Titolo: What a cat's life!
Serie: Supernatural RPS + Supernatural
Capitolo: 1/?
Characters: Jared Padalecki, Jensen Ackles, Misha Collins, Sam Winchester, Dean Winchester, Castiel, other...
Prompt: 01. Inizio
Pairing: ?
Rating: Nc-17
Genre: Angst, Drama, Fluff
Warning: crossover; A/U; slash; cat-version; tail&ears!kink; threesome; incest; contenuti forti; tematiche delicate;
Words: 3.071
Note: Sono pazza, non tanto per quello che ho scritto (anche), ma principalmente perchè, dopo anni, ho di nuovo avuto voglia di cimentarmi con la BigDamnTable che ho claimato in modo non ufficiale per questa fanfic.
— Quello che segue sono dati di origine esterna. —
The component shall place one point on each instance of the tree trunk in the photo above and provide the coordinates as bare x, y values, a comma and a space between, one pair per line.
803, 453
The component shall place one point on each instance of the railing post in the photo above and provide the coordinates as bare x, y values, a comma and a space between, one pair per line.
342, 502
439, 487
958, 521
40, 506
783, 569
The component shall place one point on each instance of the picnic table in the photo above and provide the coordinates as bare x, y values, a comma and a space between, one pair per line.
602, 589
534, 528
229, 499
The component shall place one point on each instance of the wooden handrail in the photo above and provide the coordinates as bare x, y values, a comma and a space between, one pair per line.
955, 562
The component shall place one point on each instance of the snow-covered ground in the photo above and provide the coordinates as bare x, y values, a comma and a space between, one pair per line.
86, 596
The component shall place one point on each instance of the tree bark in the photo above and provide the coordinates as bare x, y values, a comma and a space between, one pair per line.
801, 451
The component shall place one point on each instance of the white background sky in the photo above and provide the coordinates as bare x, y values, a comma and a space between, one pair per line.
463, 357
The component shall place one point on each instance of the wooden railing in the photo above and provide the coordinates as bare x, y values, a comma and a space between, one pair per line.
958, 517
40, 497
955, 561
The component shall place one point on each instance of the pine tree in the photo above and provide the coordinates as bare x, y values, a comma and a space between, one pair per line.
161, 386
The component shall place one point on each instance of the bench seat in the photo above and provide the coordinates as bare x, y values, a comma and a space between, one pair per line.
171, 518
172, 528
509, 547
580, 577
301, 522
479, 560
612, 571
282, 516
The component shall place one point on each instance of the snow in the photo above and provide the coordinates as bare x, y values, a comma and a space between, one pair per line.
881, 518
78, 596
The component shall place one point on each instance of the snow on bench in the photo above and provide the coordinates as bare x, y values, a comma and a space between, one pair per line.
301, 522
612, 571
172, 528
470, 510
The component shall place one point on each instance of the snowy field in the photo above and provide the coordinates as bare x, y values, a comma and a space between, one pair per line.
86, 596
Colpa di Tumblà e di certi post, è chiaro che io sia una persona facilmente influenzabile ma... damn! Guardate le tre immagini (linkate al post originale) che fanno da apertura alla fic e ditemi se non ci vedete perfettamente tre precisi boyz che tutti noi ormai conosciamo bene. Ditemi che non ce li vedete ed io prometto che cestinerò la fic e mi darò all'ippica! In realtà poi il miciotto arancione ha acquistato più colore nel pelo e anche striature scure che nella mia testa lo fanno somigliare ad un tigrotto, ma questi sono dettagli.
La crossover è venuta più o meno da sé, facendo nascere un enorme dubbio sulle coppie, ci sono così tante possibilità che, oddio, diventerò matta... ma la cosa mi intriga, davvero, mi intriga tantissimo, è come se fossi nel paese dei balocchi, solo che al posto delle caramelle ci sono i sexyboyz di Supernatural tra cui scegliere. Err, ok, a parte i miei deliri, ho deciso di postare la fic nella sezione RPS, pur avendo come ambient quello di Supernatural, solo perché l'idea è che i protagonisti principali siano i tre attori (forse), quindi mi sembrava più logico. Credo. Non so, è la prima volta che azzardo un esperimento di questo genere e spero davvero non ne esca la cazzata che temo sia.
Disclaimers: I personaggi di Supernatural appartengono a chi di diritto, mentre gli attori realmente esistenti appartengono a loro stessi e, grazie al cielo, non verranno mai a sapere di quante stronzate stia scrivendo su di loro. Ovviamente niente di quello qui riportato è reale, né si vuole riportare o mettere in discussione i loro gusti sessuali.
scritta per la community
fanfic100_itaTabella:
BDT Give me a miaoCapitoli:
01
#01. Fluffy Balls
Si stringevano disperatamente l'un l'altro, spinti contro l'unico angolo asciutto non ancora raggiunto dall'acqua.
L'odore di pioggia penetrava nelle narici, facendo vibrare il naso troppo sensibile di Jared; si spostò più vicino a Jensen, confortato del calore che emanava il suo corpo, così minuscolo rispetto a quello che aveva visto fuori.
Una volta soltanto aveva osato guardare fuori; si era arrampicato fino alla cima di quella che loro chiamavano casa e, con la curiosità che lo caratterizzava, aveva spiato verso una strada immensa, fatta del grigio dell'asfalto, del rosso e del blu dei cartelli, del giallo e del bianco degli edifici. Non era riuscito a vedere molto altro, completamente impreparato, era stato stordito dal rumore dei clacson, delle grida, dei lavori in corso nel cantiere in fondo alla strada, dal trillo del campanello di una bicicletta e dall'abbaiare di un cane. Spaventato, aveva perso la presa rotolando giù e aveva cercato immediatamente rifugio contro Jensen, standogli addosso per tutta la notte, mentre l'altro lo consolava e gli ripeteva che andava tutto bene, che erano riusciti a scappare dal mostro e che l'unica cosa che contava era stare ancora insieme.
"Credi davvero che non ci troverà qui?" aveva domandato Jared, tremando al pensiero di quello che avrebbe potuto far loro per vendicarsi, se mai li avesse trovati.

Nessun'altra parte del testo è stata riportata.